An dem Sterbewunsch eines schwerkranken Mannes bestand kein Zweifel. Außer Frage steht auch, dass ihm seine Frau beim Sterben half, indem die gelernte Krankenschwester ihm große Mengen Insulin verabreichte, an denen er verstarb. Ob sich die Ehefrau damit strafbar gemacht hat, musste der Bundesgerichtshof nun entscheiden. Das Gericht kommt zu dem Ergebnis, dass die Ehefrau nicht zu bestrafen ist – im Gegensatz zur Vorinstanz.

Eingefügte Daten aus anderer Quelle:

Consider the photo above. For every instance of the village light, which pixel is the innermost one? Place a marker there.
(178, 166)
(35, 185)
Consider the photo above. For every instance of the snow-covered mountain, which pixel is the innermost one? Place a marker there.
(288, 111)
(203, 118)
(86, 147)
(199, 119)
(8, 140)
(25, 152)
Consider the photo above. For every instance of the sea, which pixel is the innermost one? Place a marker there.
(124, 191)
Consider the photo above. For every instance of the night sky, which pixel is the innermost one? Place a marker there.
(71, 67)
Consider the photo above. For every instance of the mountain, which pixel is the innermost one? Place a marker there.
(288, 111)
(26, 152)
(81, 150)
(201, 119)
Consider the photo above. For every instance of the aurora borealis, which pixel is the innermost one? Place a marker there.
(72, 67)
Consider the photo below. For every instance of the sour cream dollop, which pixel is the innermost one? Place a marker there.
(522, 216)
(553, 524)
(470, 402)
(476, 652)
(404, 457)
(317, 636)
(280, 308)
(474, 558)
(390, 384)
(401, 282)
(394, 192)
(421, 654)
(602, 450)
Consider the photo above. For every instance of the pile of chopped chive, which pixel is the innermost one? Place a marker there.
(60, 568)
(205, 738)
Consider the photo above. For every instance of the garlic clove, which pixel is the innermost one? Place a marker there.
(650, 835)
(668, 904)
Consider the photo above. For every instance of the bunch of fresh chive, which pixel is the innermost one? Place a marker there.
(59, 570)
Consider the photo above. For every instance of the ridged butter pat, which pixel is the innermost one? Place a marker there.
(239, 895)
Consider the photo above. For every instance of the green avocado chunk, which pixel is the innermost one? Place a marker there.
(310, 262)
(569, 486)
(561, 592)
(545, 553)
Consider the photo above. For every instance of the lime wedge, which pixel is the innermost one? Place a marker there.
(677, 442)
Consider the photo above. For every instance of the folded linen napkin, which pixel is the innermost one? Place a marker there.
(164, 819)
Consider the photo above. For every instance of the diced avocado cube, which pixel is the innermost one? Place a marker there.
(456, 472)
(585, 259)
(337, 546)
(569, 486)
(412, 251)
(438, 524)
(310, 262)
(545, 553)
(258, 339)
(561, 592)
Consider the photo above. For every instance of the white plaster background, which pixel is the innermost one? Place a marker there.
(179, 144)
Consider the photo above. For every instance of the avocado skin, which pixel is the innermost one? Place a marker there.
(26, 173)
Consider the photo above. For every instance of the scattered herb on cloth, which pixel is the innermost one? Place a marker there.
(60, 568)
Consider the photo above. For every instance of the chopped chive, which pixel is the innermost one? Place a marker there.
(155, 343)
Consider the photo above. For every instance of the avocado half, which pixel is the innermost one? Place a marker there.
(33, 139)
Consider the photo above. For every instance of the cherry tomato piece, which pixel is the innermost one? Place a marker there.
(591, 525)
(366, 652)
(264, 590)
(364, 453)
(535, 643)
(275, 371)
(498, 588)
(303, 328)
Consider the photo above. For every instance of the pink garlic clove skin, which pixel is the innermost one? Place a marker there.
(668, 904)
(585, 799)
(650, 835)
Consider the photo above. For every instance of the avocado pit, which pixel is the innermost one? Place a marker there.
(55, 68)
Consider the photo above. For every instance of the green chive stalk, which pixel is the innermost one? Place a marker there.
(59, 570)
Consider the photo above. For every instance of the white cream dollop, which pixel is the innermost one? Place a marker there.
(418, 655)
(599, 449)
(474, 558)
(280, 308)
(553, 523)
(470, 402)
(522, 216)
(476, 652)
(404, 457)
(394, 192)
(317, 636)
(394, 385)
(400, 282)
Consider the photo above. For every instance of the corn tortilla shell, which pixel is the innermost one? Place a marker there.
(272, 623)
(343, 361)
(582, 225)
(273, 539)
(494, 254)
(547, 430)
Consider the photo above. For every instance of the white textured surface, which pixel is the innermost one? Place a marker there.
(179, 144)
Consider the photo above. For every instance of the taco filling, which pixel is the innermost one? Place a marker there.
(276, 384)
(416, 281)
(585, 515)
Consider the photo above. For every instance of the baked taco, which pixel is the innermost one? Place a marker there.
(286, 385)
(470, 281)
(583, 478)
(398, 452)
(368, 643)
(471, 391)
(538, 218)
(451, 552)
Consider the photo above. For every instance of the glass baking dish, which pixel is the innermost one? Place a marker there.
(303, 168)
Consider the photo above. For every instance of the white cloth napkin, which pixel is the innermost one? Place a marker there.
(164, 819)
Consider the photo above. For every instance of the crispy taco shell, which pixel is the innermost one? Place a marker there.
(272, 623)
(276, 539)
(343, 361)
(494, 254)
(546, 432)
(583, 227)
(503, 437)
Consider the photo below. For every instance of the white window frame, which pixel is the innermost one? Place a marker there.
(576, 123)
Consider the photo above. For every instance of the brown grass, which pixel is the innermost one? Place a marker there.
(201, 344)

An sich klingt der Sachverhalt nach einer Tötung auf Verlangen, die nach § 216 StGB mit Freiheitsstrafe bis zu fünf Jahren bestraft werden kann. In der Tat hatte das Landgericht Stendal eine Freiheitsstrafe von einem Jahr auf Bewährung verhängt. Natürlich spielen noch andere Punkte eine wichtige Rolle. So hatte der Mann zunächst selbst alle Schmerzmittel eingenommen, die sich im Haus fanden. Auch diese Mittel wären tödlich gewesen, jedoch wirkte das von der Frau gespritzte Insulin schneller.

Der Bundesgerichtshof sieht es deshalb als „letztlich dem Zufall geschuldet, dass das Insulin seinen Tod verursachte, während die Medikamente ihre tödliche Wirkung erst zu einem späteren Zeitpunkt entfaltet hätten“. Darin erkennt der Bundesgerichtshof nun einen „einen einheitlichen lebensbeendenden Akt“, über dessen Ausführung allein der Mann bestimmt habe. Die Frau habe ihm das Insulin lediglich gespritzt, weil er aufgrund seiner Erkrankung dazu nicht selbst in der Lage war.

Wenn klar unterschiedliche Handlungen ein einheitlicher Akt sein können, es auf die eigentliche Todesursache nicht unbedingt ankommt und letztlich der Wille des Kranken ausschlaggebend ist, eröffnet sich ein deutlich erweiterter Spielraum für die Unterstützung bei Bilanzsuiziden als bisher. Dementsprechend gibt es auch bereits Kritik an dem Beschluss. Die Deutsche Stiftung Patientenschutz sieht gar einen „Dammbruch bei der aktiven Sterbehilfe“ (Aktenzeichen 6 StR 68/21).